The author has performed a valuable service in bringing together so much scattered information. Some of the most useful parts of the book are effectively catalogued, for instance, of the Greek cities; the statues which show the development of Gandhara art; coins and some of the other finds from Taxila, the pre-eminent locus of Greek interaction with local cultures.
In the sections of the book devoted to Alexander, the focus is inevitably on his military campaigns and victories. This emphasis on the military aspects of the subject reflects the primary sources, since contemporary writers focused almost entirely on the campaigns and the regions through which they and the army passed. Samad is cool-headed about the identification of various uncertain locations, a topic which has sometimes roused pathological levels of scholarly passion.
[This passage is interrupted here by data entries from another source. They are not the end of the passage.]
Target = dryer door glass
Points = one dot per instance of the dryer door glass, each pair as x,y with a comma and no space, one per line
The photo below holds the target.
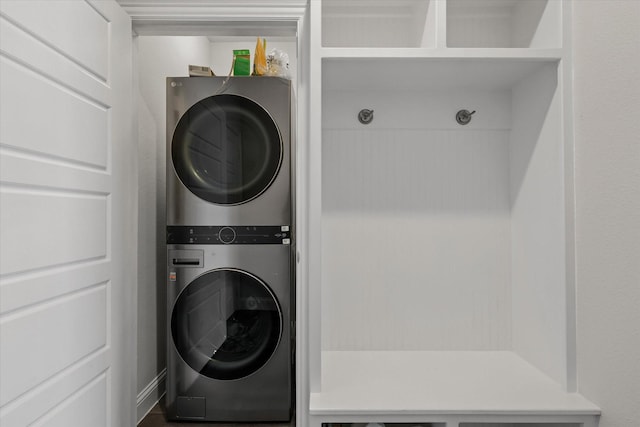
226,324
226,149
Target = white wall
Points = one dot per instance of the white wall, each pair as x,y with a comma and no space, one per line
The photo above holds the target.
607,106
158,58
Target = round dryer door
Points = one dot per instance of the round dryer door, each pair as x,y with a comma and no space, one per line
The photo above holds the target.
226,149
226,324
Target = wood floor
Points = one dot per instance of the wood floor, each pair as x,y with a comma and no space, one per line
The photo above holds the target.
156,418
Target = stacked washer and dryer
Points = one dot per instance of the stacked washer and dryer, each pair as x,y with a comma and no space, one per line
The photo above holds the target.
229,249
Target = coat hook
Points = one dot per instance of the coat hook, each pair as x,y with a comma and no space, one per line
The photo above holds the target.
463,117
365,116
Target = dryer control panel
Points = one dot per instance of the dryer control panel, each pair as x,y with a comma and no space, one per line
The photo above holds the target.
227,235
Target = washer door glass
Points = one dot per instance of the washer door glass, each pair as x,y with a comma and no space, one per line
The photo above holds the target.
226,324
226,149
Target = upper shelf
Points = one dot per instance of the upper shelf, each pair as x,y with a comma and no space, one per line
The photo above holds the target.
378,23
440,24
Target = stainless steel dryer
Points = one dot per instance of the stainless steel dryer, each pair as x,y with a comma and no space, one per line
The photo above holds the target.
228,151
229,319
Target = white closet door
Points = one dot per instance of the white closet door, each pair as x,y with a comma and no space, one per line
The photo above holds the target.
67,215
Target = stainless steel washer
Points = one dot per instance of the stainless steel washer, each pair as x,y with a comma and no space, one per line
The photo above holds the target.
229,151
230,308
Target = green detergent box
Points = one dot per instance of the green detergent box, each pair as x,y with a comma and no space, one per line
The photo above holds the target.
242,62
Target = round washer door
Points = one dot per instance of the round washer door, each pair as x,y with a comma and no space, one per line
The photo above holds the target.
226,324
226,149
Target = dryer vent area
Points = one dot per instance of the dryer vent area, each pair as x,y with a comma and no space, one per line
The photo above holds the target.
441,236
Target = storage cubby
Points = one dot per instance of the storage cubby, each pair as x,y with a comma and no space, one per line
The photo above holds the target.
438,236
504,23
443,245
378,23
444,292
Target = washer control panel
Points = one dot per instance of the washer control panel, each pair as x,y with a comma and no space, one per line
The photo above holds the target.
228,235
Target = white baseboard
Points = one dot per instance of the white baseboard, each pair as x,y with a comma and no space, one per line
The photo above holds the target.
150,395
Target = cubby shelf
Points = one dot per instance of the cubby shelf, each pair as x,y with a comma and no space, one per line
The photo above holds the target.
448,53
440,383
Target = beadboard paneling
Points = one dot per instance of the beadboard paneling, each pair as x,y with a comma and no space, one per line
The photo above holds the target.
47,347
416,240
49,230
67,132
57,24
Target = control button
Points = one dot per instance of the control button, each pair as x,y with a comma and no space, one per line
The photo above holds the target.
227,235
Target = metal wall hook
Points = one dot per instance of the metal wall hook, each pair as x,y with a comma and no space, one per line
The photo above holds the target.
365,116
463,117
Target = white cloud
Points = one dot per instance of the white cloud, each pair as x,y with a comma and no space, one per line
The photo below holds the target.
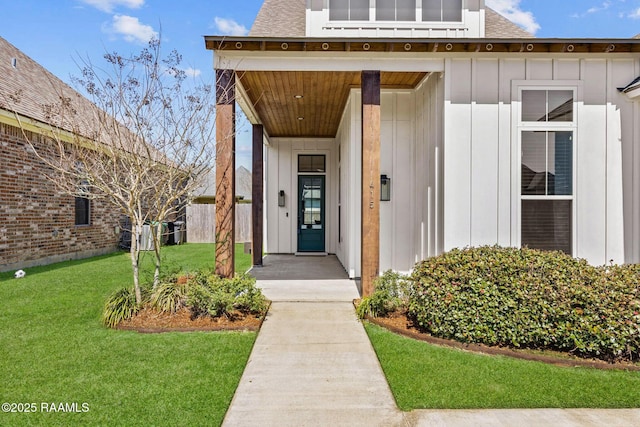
109,5
131,29
229,27
192,72
510,9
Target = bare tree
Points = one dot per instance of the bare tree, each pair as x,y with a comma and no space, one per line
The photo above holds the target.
143,148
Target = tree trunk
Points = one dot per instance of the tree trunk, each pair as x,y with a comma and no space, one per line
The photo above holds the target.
157,241
135,258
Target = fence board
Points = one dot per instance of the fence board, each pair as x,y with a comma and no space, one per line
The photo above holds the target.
201,223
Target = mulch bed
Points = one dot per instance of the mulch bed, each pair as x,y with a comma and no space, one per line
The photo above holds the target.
399,323
150,321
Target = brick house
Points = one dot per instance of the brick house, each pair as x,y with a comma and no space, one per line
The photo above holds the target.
394,131
38,225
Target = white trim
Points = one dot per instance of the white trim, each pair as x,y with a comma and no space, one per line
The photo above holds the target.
518,86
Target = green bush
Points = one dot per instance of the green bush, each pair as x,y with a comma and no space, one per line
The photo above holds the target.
212,295
203,293
391,292
530,299
121,305
169,296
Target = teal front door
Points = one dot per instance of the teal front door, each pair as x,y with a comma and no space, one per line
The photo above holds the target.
311,215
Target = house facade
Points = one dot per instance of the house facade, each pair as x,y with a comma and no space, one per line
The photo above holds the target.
38,224
396,130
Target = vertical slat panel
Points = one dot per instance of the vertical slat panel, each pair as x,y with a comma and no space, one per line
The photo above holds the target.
590,227
257,194
457,154
484,153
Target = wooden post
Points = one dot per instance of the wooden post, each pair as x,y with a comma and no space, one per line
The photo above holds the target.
370,249
257,194
225,172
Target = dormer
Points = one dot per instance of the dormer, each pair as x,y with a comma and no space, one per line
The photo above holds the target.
395,18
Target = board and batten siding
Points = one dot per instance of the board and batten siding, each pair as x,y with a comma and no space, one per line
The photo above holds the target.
481,164
410,154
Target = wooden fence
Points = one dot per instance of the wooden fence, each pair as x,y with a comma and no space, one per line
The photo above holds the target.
201,223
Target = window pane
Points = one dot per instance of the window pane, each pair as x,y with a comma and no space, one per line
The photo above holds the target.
406,10
546,225
339,10
452,10
359,10
432,10
560,149
560,106
82,211
534,105
534,163
312,201
385,10
311,163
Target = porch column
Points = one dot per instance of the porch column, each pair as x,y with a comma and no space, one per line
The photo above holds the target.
257,195
225,172
370,249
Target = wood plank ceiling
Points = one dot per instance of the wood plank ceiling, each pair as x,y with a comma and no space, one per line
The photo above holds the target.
308,103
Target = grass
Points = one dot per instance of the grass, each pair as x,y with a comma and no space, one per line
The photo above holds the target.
424,376
54,350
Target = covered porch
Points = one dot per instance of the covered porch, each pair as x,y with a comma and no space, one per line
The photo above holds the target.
297,103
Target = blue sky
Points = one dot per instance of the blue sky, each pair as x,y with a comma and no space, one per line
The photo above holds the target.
56,33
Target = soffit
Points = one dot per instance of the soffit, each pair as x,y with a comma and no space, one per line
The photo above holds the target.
324,96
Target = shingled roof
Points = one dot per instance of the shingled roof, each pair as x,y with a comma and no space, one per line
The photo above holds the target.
28,89
286,18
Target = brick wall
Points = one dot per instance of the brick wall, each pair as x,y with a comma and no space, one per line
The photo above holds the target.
37,223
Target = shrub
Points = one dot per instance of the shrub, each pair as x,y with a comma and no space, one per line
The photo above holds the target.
212,295
121,305
169,296
391,292
528,298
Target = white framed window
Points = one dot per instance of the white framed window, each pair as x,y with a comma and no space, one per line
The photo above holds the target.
546,135
442,10
395,10
349,10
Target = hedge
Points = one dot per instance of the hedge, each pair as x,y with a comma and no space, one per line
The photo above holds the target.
525,298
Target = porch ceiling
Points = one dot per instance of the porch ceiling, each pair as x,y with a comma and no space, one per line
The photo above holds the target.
275,96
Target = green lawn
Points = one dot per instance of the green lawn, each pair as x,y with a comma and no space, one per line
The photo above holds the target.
424,376
53,349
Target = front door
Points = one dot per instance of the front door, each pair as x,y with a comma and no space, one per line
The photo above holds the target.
311,215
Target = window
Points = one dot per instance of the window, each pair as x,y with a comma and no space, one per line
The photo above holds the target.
395,10
349,10
547,132
442,10
82,211
313,163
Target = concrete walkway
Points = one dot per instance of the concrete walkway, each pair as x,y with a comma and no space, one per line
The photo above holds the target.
313,365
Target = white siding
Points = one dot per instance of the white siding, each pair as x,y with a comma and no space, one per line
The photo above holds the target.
481,165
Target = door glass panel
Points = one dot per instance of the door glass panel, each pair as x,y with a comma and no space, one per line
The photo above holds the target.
315,163
312,201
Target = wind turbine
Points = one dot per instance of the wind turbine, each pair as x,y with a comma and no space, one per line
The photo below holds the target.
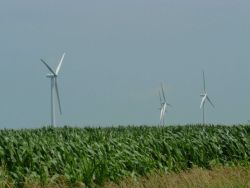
163,105
54,88
204,98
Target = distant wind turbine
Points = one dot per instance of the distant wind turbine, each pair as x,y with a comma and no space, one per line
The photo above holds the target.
163,105
204,98
54,88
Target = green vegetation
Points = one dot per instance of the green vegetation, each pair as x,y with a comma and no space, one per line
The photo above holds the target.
94,156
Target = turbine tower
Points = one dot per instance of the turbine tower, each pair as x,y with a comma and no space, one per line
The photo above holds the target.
54,88
204,98
163,105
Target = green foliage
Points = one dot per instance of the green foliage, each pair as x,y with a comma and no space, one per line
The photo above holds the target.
97,155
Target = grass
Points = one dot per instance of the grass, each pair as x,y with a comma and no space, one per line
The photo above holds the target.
221,177
218,177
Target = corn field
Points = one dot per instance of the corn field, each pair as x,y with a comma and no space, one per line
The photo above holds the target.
94,156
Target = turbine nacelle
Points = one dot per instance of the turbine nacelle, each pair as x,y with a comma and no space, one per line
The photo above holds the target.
54,88
51,76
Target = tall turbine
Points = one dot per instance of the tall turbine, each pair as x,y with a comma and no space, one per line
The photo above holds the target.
163,105
54,88
204,98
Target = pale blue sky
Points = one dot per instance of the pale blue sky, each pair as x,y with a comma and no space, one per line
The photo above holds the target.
117,54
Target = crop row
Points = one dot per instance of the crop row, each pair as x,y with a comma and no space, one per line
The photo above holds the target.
97,155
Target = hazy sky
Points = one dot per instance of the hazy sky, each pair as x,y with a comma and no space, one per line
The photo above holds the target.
117,54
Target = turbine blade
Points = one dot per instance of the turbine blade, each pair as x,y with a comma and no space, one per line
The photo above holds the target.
161,115
58,98
170,105
204,82
163,94
210,101
202,101
60,64
160,98
50,69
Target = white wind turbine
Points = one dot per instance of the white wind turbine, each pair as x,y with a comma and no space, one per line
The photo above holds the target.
54,88
163,107
204,98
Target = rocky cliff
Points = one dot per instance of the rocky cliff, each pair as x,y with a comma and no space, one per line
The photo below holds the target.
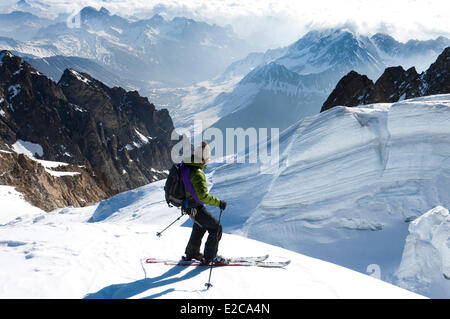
119,138
394,84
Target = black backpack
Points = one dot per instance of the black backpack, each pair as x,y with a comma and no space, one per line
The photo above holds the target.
174,188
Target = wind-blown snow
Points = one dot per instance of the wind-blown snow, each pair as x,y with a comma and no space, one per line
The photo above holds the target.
98,252
425,265
348,182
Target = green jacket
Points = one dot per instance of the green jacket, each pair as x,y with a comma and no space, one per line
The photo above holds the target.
198,180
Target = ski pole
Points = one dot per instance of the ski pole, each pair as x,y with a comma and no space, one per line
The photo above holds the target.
208,284
159,233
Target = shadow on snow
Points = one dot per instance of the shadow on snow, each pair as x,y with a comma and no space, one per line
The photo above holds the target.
129,290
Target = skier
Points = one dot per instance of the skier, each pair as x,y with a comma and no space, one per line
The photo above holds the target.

Nevertheless, the concentration on Alexander is excessive, and reflects a more general problem. Samad fails to distinguish sufficiently between the impact and importance of overlordship on the one hand, and the longer term quotidian dynamic of different communities, many of them initially traders rather than soldiers, living and interacting together. The book is therefore rather less than the sum of its several excellent parts, since solid detail in the specific chapters is sometimes contradicted in facile general statements elsewhere. The author knows but forgets that there were already Greek traders in the area before Alexander arrived. Trade and commerce, which ought to be central, only appear as a short final chapter.
A similar reluctance to look at previous or wider contexts is apparent in chapters 8 and 10, which deal with interaction in philosophy and religion. Many of the archaeologists and historians whom Samad acknowledges are western, and he is certainly right in perceiving an earlier imperial bias which claimed the flow of enlightenment to have been entirely a one-way process.
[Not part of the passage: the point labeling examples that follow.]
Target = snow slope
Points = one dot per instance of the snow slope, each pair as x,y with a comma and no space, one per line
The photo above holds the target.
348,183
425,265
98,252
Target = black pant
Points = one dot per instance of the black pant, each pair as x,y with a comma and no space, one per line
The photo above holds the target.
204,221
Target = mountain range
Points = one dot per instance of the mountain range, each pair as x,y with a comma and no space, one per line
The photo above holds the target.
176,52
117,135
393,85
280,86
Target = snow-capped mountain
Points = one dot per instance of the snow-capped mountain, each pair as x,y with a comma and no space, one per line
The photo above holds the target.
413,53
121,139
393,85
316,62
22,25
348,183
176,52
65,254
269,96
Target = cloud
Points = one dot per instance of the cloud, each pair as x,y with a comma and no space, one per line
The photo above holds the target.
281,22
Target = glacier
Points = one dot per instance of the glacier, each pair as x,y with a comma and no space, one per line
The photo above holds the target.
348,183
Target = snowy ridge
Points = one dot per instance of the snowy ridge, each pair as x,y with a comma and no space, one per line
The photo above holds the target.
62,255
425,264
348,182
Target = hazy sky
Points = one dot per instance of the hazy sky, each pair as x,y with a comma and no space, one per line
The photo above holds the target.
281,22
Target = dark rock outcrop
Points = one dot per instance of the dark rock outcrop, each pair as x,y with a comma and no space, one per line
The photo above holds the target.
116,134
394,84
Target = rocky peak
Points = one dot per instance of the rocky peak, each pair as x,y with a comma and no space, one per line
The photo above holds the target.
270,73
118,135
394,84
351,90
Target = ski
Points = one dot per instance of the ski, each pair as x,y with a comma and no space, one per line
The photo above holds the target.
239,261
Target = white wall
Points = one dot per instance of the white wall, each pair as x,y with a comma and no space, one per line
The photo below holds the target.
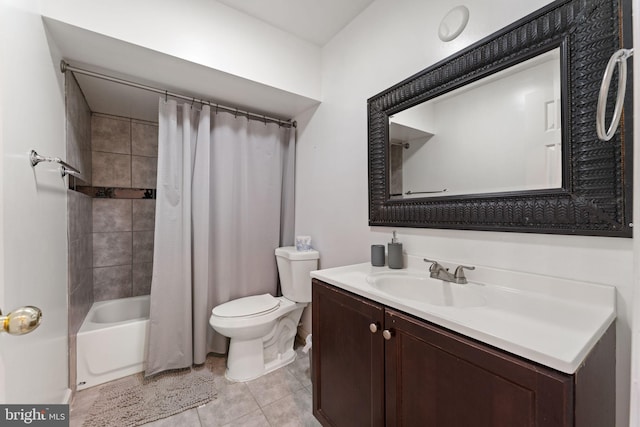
204,32
387,43
33,233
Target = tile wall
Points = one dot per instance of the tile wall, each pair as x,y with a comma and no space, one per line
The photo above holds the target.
124,156
79,216
111,217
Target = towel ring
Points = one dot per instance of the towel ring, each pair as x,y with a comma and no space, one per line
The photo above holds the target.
618,58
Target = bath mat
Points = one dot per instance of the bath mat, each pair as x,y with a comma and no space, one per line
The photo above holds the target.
134,400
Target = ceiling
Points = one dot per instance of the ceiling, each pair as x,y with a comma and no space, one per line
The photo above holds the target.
316,21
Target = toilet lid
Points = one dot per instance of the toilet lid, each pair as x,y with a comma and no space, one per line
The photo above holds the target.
247,306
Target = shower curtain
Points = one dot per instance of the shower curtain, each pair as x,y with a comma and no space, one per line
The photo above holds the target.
224,202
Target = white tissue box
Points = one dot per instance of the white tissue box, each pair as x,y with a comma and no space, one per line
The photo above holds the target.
303,243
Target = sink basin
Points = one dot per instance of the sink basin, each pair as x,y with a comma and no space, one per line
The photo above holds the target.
422,288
But his own efforts are weakened by unconscious acceptance of the old imperial belief, wrong on all counts, that the Greeks were the forerunners of the Roman and British empires, and therefore entirely in an anachronistic western camp. Thus he opens chapter 10 by claiming that they had been isolated and unaware of higher religious concepts until Alexander’s eastward campaigns, but then admits that contact with the Achaemenid empire had started the process three centuries earlier. As today, processes of cultural contact and exchange take place through many different channels.
The book is copiously illustrated, although many of the pictures and all of the maps are smudgy. It is also let down by poor copy-editing. Greek and Latin endings for personal names are used indiscriminately, as are upper and lower case for terms such as Silk Route. Such flaws are not only irritating but undermine the credibility of what is in fact a useful book.